Sinn und Wirkung des Dankens
Danken wirkt unmittelbar auf die Seele. Zu dieser Erkenntnis gelangte die psychologische Wissenschaft. In verschiedenen Versuchen und Studien wurden die seelisch stärkende und stabilisierende Funktion der Dankbarkeit bestätigt.
Danken erweitert unsere Sicht der Wirklichkeit. Wenn ich mir die positiven Aspekte und Dinge meines Lebens bewusst mache, ersetze ich die eingeschränkte Wahrnehmung der Defizite in meinem Leben mit der Erweiterung, auch das zu sehen, was in Ordnung ist. Auf diese Weise verhindert Danken auch, dass ich nur noch um mich und meine Probleme kreise.

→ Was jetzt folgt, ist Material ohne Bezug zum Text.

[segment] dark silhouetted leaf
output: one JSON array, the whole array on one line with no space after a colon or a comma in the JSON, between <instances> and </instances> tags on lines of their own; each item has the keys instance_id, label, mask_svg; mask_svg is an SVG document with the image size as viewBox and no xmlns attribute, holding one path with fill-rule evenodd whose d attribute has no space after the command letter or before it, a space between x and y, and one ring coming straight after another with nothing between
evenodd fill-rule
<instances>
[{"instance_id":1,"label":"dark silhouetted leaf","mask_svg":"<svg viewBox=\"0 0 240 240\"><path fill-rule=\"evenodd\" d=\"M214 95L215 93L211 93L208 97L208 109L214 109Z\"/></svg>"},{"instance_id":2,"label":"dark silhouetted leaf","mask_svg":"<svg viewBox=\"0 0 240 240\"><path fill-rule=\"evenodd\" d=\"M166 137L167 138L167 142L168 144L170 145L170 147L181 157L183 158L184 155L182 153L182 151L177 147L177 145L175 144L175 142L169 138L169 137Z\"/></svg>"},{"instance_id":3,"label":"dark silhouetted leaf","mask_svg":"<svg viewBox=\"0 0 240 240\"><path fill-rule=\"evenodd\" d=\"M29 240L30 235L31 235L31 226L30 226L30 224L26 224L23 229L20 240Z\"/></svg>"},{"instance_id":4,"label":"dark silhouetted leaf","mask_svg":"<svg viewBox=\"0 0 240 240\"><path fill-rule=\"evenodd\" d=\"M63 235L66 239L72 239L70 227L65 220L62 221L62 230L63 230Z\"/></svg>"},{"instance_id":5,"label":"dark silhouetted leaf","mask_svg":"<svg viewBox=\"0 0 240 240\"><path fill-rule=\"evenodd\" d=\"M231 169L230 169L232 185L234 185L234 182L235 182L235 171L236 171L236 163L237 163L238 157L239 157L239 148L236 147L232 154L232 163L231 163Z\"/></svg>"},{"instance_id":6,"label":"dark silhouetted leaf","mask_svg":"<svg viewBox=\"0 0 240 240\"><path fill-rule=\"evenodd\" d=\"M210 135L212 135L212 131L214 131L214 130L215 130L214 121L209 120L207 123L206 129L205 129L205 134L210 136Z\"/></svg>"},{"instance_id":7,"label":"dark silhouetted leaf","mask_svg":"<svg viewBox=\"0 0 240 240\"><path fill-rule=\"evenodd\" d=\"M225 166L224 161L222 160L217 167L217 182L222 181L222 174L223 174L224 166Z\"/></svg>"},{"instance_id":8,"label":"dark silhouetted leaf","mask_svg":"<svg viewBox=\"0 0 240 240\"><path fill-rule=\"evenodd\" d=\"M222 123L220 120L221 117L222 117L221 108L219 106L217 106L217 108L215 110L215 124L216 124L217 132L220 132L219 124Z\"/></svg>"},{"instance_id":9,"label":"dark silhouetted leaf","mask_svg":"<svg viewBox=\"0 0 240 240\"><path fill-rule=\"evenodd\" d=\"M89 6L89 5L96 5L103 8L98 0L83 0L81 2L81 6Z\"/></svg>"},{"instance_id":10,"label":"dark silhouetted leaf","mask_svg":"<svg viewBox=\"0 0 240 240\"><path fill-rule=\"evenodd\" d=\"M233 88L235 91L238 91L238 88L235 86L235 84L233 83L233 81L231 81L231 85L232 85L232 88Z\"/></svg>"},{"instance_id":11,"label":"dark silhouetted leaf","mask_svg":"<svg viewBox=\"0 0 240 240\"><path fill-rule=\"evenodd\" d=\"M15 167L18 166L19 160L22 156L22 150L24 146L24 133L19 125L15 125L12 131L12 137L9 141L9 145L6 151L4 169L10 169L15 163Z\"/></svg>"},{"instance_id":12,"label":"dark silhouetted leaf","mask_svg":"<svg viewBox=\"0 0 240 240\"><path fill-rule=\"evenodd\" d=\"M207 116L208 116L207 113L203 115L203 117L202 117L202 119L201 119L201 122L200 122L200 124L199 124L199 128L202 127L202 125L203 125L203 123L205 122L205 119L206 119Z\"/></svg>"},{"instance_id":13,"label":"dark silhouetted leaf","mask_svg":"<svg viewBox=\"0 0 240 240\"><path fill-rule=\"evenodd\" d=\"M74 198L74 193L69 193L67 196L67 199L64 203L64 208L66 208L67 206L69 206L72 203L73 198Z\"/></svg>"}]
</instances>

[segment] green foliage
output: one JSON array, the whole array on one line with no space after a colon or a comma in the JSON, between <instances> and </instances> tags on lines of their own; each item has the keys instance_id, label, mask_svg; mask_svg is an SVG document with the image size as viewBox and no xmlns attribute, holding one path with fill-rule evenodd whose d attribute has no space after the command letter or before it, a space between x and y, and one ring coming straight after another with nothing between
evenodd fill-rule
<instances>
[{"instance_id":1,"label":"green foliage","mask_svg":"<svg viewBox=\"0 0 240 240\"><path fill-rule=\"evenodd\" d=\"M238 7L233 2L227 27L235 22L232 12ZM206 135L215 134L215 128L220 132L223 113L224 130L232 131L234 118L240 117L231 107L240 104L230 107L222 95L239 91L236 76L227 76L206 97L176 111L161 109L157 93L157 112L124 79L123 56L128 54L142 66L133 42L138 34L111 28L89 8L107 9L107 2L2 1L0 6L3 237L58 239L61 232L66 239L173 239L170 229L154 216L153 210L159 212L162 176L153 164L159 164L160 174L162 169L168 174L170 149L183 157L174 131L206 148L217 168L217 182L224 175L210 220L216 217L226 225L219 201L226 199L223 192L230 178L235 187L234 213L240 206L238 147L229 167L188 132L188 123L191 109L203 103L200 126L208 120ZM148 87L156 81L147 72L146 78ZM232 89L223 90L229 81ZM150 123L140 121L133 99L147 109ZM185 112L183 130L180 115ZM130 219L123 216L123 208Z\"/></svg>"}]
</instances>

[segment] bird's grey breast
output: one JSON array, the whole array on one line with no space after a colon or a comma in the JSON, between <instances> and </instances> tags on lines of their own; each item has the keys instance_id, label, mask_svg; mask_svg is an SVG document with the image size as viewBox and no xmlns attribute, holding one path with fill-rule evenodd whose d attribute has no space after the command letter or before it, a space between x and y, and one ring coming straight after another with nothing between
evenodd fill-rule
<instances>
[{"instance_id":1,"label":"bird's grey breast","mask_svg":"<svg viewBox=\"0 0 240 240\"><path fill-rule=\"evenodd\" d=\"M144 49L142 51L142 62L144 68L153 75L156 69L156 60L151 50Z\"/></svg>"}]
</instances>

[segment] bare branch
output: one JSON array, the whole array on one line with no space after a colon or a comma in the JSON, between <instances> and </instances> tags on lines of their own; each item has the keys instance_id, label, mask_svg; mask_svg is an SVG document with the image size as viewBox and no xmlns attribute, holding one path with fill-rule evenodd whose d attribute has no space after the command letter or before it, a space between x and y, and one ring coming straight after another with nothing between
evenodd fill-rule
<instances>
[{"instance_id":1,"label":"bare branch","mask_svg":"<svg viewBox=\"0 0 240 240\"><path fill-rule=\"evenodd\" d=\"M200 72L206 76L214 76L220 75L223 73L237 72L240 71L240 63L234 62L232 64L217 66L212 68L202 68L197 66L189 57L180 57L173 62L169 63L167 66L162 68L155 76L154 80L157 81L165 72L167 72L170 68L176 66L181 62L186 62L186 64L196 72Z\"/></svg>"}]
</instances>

Wenn ich an etwas denke, wofür ich dankbar sein kann – positiver Gedanke, entsteht automatisch vor meinem inneren Auge ein Bild davon. Dieses positive Bild bewirkt automatisch ein positives Gefühl in dir, verbunden mit einer Endorphinausschüttung im Gehirn deren Größe davon abhängt, wie stark die Freude ist, die dabei aufkommt – gutes Gefühl
Wirkung des Mechanismus der Selbstverstärkung. Je mehr Dinge mir bewusst werden für die ich dankbar sein kann, desto heller wird meine Brille des Lebens und die Menge der positiven Sachen wird mehr. Robert A. Emmons: „Je dankbarer wir sind, desto mehr Anlass zur Dankbarkeit haben wir.“
Positive Wirkungen von Dankbarkeit (Robert A. Emmons). Dankbare Menschen sind/haben/können:
- weniger anfällig für Depressionen
- besserer Umgang mit Stresssituationen
- negative Ereignisse und Schicksalsschlägre können besser verarbeiten
- beim regelmäßigen Notieren (2 Monate), wofür sie dankbar sind, wurden mehr Lebensziele realisiert
- sozialeres Verhalten
- Engagement im sozialen Bereich
- Status, Besitz und materielle Güter weniger wichtig
- seltener anfällig für Neidgefühle
- größeres psychisches Wohlbefinden
- subjektiv empfundene Lebensqualität ist höher
(Quelle: „Wo die Seele auftankt“ Marco von Mühlhausen)
Dein Weg ist dein Ziel. Gehe diesen in deinem Tempo. Ich wünsche dir gute Erfahrungen beim Praktizieren von DANKBARKEIT. Nur durch Üben können wir wahrnehmen, erfahren, erkennen, verändern, bewusster, dankbarer werden.